Thank you for the deep dive into inner workings of btrfs. Back when we implemented VM manager we indeed wanted to provide vdisk redundancy via btrfs raid1 profile. Our early testing showed a very obvious performance hit with a COW vdisk vs. NoCOW. This was circa 2016/2017? and we were aware of the discussion and patch set that ultimately arose. Actually my assumption was that btrfs metadata would keep track of which chunks were successfully committed to storage - apparently this is not the case? Also it has always bugged me that btrfs would not maintain checksums across NoCOW chunks. I can't think of a logical reason why this decision would be made in the code. edit: I guess to avoid read/modify/write.
Sure, we can change the default to COW for the domains share.
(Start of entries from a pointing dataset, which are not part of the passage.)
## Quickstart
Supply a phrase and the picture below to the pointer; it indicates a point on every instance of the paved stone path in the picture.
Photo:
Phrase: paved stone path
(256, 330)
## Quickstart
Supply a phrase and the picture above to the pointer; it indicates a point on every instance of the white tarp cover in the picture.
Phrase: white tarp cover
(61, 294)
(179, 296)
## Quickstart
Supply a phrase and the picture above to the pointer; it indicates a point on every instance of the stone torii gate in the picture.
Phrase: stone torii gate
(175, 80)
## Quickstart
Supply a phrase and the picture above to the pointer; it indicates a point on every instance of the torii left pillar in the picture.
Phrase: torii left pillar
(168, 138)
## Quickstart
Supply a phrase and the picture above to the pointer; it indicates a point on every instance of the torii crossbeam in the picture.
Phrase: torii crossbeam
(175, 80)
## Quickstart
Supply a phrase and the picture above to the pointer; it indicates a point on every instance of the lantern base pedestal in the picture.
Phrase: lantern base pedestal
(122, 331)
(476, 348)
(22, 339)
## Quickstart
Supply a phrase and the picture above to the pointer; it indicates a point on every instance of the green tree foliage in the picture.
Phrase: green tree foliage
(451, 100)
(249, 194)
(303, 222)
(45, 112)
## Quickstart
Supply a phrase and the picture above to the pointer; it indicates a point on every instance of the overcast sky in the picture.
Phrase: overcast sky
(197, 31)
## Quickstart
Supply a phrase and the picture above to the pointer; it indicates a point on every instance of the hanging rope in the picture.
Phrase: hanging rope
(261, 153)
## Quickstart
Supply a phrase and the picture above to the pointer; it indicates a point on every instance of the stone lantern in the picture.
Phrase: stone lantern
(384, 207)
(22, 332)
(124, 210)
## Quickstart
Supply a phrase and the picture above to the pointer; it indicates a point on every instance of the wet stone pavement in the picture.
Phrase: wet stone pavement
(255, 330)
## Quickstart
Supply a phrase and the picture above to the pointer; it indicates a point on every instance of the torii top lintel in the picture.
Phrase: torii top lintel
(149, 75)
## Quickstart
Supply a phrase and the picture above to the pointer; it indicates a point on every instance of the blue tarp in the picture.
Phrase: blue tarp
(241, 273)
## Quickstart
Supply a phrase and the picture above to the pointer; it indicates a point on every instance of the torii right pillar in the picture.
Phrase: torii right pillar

I think your testing shows that best performance in this case happens when vdisk files are also pre-allocated correct? Also, changing the default will have no effect on an existing domains share. To get rid of existing NoCOW flags, one must empty the domains share, delete it, and then recreate it.
Moving forward into Unraid 6.11 we plan to introduce a "LVM" pool type of up to 3 mirrored devices. This will be used to create logical volumes to be used as vdisks in VM's. This should provide near bare-metal storage performance since we bypass completely any intermediate file system where vdisk (loopback) files are stored.